新製品は、車載用V850ファミリのボディ制御向け「Fシリーズ」での4世代目として、内蔵フラッシュメモリ容量256KB~1.5MB、端子数64~176ピンのパッケージを有し、BCM(Body Control Module)、オートエアコン、ライトモジュール等、広範囲な車載ボディ制御用途に最適な製品を提供いたします。
新製品は、当社従来製品である「V850ES/Fx3」に対し(1)動作電流を約1/3に低減しながらもCPUの最大動作周波数を64MHzに高速化(約1.3倍)。かつ、CPUが動作していない状態ではCPU用の電流をストップする省電力モードを搭載し、システム全体での低消費電力化が図れます。また、(2)内蔵フラッシュメモリ容量の最大サイズを1.5MBに拡張(約1.5倍)、(3)「機能安全」をサポートする豊富な診断機能を搭載。(4)DMA(Direct memory access)(注1)の搭載チャネル数を8チャネル(2倍)とし、ボディ制御電子ユニットの高機能化に貢献します。
量産は2013年初旬から順次開始し、2013年12月には合計で月産150万個を計画しております。
背景
ルネサスは、スマート社会の実現に向け、半導体技術を用いて自動車の省エネルギー、高効率化に貢献するソリューションの提供を進めております。そのなか、さらなる低消費電力化や部品点数の削減、スマート社会における自動車へ求められる高機能化(AUTOSAR(注2)規格の採用や車内LAN増加など)、近年、自動車に搭載される電気・電子機器の増加に伴い重要になっている機能安全を実現できるマイコンが求められております。こうしたニーズに対応するため、当社ではボディ制御で実績ある「V850ファミリ」の「V850E2 CPU コア」と、内蔵メモリとして車載市場で実績のある90nm(ナノメートル:10億分の1メートル)プロセスMONOS(注3)構造フラッシュメモリを融合継承し、さらなる低消費電力化を図るとともに、システムの高機能化とトータルコストの低減の要求に応えるべく「V850ファミリ」の車載向け「Fシリーズ」の上位機種における低消費電力版として「V850E2/Fx4-L」を製品化したものです。
製品について
新製品「V850E2/Fx4-L」は、CPUには車載市場で好評の32ビット「V850E2 CPUコア」、内蔵するフラッシュメモリのプロセスには、会社統合効果により低消費電力化に最適なプロセスを選択・発展させたMONOS構造フラッシュメモリの90nmプロセスを採用しました。主な特長は以下の通りです。
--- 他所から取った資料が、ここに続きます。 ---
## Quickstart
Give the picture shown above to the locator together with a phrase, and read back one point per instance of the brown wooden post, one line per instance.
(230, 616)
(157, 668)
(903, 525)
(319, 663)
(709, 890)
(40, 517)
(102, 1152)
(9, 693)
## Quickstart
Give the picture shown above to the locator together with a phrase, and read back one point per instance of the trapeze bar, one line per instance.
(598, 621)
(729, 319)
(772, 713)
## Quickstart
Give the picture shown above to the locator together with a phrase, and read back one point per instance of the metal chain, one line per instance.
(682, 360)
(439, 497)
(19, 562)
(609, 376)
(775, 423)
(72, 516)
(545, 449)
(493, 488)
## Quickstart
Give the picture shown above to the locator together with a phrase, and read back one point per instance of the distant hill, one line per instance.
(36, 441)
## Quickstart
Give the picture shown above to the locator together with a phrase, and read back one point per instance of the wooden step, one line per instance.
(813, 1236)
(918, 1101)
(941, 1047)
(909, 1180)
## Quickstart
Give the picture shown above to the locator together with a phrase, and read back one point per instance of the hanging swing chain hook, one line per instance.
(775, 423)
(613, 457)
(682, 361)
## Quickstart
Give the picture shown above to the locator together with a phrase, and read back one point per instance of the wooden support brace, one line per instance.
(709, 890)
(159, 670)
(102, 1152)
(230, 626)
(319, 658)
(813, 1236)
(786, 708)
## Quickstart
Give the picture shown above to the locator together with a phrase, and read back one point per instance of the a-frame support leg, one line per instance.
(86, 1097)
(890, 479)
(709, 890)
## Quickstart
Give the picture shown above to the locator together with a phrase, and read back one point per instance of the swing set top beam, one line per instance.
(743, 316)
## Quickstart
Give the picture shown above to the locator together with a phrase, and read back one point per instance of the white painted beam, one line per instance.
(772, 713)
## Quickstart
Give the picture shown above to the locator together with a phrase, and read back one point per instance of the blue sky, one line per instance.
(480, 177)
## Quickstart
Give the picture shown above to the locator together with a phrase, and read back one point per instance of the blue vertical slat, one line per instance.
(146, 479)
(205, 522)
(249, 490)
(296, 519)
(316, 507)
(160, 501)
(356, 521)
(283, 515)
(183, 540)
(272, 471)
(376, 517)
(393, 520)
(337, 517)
(1)処理性能を高めつつ、低消費電力化を実現、システム全体の低消費電力化、ユニットの部品点数削減に貢献
例えば 100ピンパッケージ製品の通常動作時において、動作電流は0.35mA/MHz (CPU周波数 64MHz、当社従来製品「V850ES/Fx3」比約1/3)へ低減する一方、CPU性能は115 DMIPS(注4)(CPU 周波数 64MHz、当社従来製品「V850ES/Fx3」比約1.3倍)を実現します。
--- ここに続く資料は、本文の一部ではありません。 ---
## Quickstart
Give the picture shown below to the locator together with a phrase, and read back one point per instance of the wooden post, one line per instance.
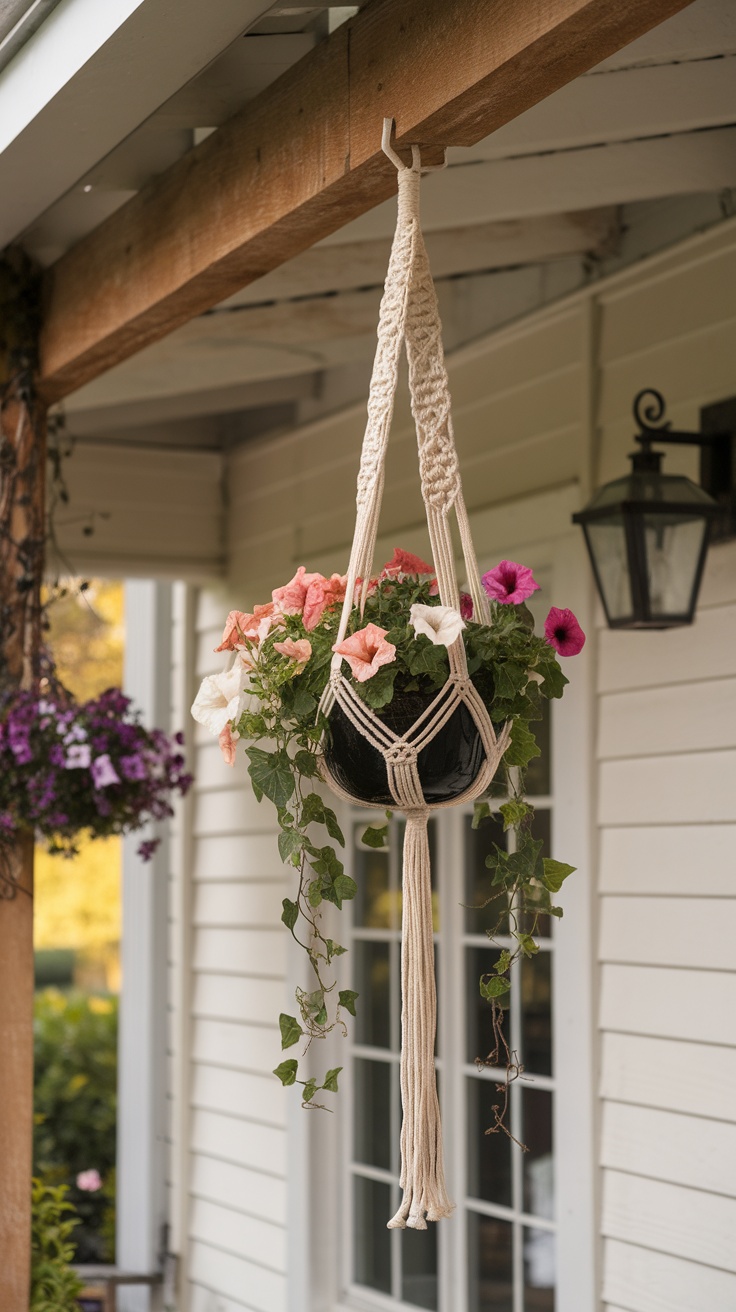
(22, 463)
また システムの低消費電力化に貢献するために、CPUスタンバイ状態(Deep STOPモード)で、CPUやメモリ(RAM)を動作させずに複数のディジタル入力ポートの入力レベルの変化を検出して、変化検出時にすばやくウェイクアップ(RUNモードへ移行)する機能を内蔵しました。また、データ・フラッシュ(32Kバイト)内蔵により外付け不揮発性メモリ(EEPROM等)を削減できますので、ボディ制御電子ユニットの部品点数削減に貢献します。
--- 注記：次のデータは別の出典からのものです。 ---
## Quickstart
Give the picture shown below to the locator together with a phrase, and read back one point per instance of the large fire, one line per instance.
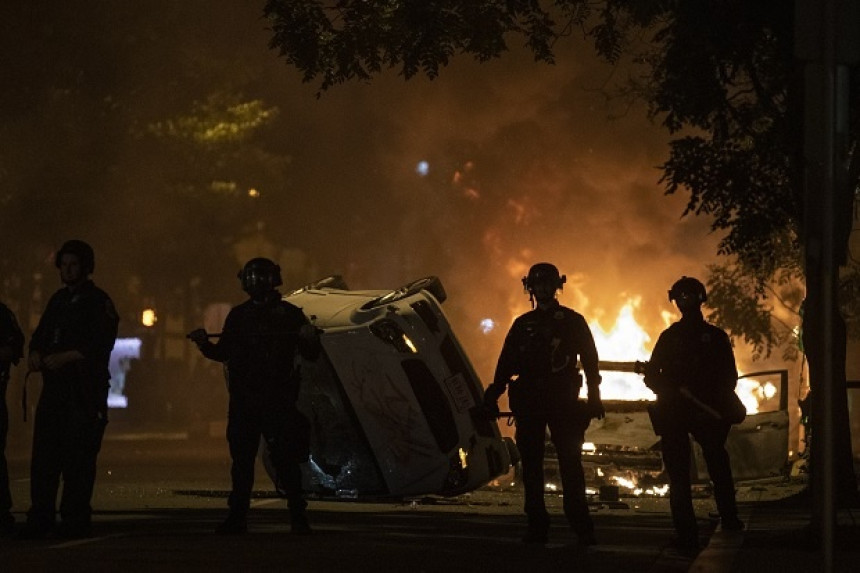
(627, 341)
(2)内蔵フラッシュメモリ容量の最大サイズを1.5Mバイトへ増加し、システムの高機能化AUTOSAR規格の採用等への対応を強化
AUTOSAR規格の採用等、システムの高機能化に対応するため、内蔵フラッシュメモリ容量の最大サイズを当社従来製品「V850ES/Fx3」の1M バイトから1.5M バイトへ増加し、システムの高機能化に必要なフラッシュメモリ容量の増加へ対応。
ユーザにおけるAUTOSAR規格の採用を容易にするため、最新の「AUTOSAR」規格に対応したMCAL(注5)の準備も行う予定です。
(3)「機能安全」をサポートする診断機能
「V850E2/Fx4-L」では、ユーザの「機能安全」の実現を支援するために、信頼済みでないプログラムによるシステム・レジスタの破壊を防ぐシステム・レジスタ保護機能、ユーザ・プログラムに許可されていない命令の実行または、データ操作を検出し、不正な操作を防ぐメモリ保護機能、A/Dコンバータ自己診断機能等を搭載しています。CPUコアの故障検出のためのセルフテスト・プログラムも提供する予定です。製品の異常動作を検知し、更に回避することで、システムの安全性に貢献します。
(4)DMAの搭載チャネル数を8チャネルに倍増し、ボディ制御電子ユニットの高機能化に対応
新製品は、当社従来製品「V850ES/Fx3」に比べ車内LAN対応機能を強化(LINマスタコントローラの追加)したことに伴い、製品内で取り扱うデータ量が増加することに対応するため、DMAの搭載チャネル数を8チャネルに倍増致しました。
サンプル価格は製品により異なりますが、例えば100ピンパッケージで、内蔵フラッシュメモリが1Mバイトの製品は1500円/個となっております。
ルネサスは「V850E2/Fx4-L」の開発環境として、統合開発環境「CubeSuite+」とオンチップデバッギングエミュレータ「E1」、フラッシュメモリプログラマを提供いたします。
新製品の仕様は、別紙をご参照下さい。
なお、当社は本年2月28日から3月1日まで、独ニュルンベルクで開催される「Embedded World 2012」にて新製品を出展いたします。
以 上
(注1)DMA(Direct memory access):CPUを経由せずにマイコン内蔵の周辺機能とメモリ間でデータをやり取りするデータ転送方式の1つ。
(注2)AUTOSAR はAutomotive Open System Architectureの略。
(注3)MONOS(Metal Oxide Nitride Oxide Silicon):ルネサスでは、EEPROM製品に20年以上適用しているMONOS技術をマイコン内蔵用のフラッシュメモリに適用しています。 90nm(ナノメートル:10億分の1メートル)プロセスMONOS構造フラッシュメモリは、「RXファミリ」や「SuperHファミリ」に採用して高い市場実績があります。
(注4)DMIPS: Dhrystone MIPS(Million Instructions Per Second)とは、コンピュータの演算性能を評価するプログラムDhrystoneによる性能測定値のこと。
(注5)MCAL(Microcontroller Abstraction Layer):マイコン内蔵の周辺機能や、メモリにマッピングされた 外部デバイスへ直接アクセスするソフトウェアモジュール。
*CAN(Controller Area Network)は、独Robert Bosch GmbHが提唱している車載用のネットワーク仕様です。LIN(Local Interconnect Network)は、シングルマスタの車載用ネットワーク仕様です。 その他、本リリース中の製品名やサービス名は全てそれぞれの所有者に属する商標または登録商標です。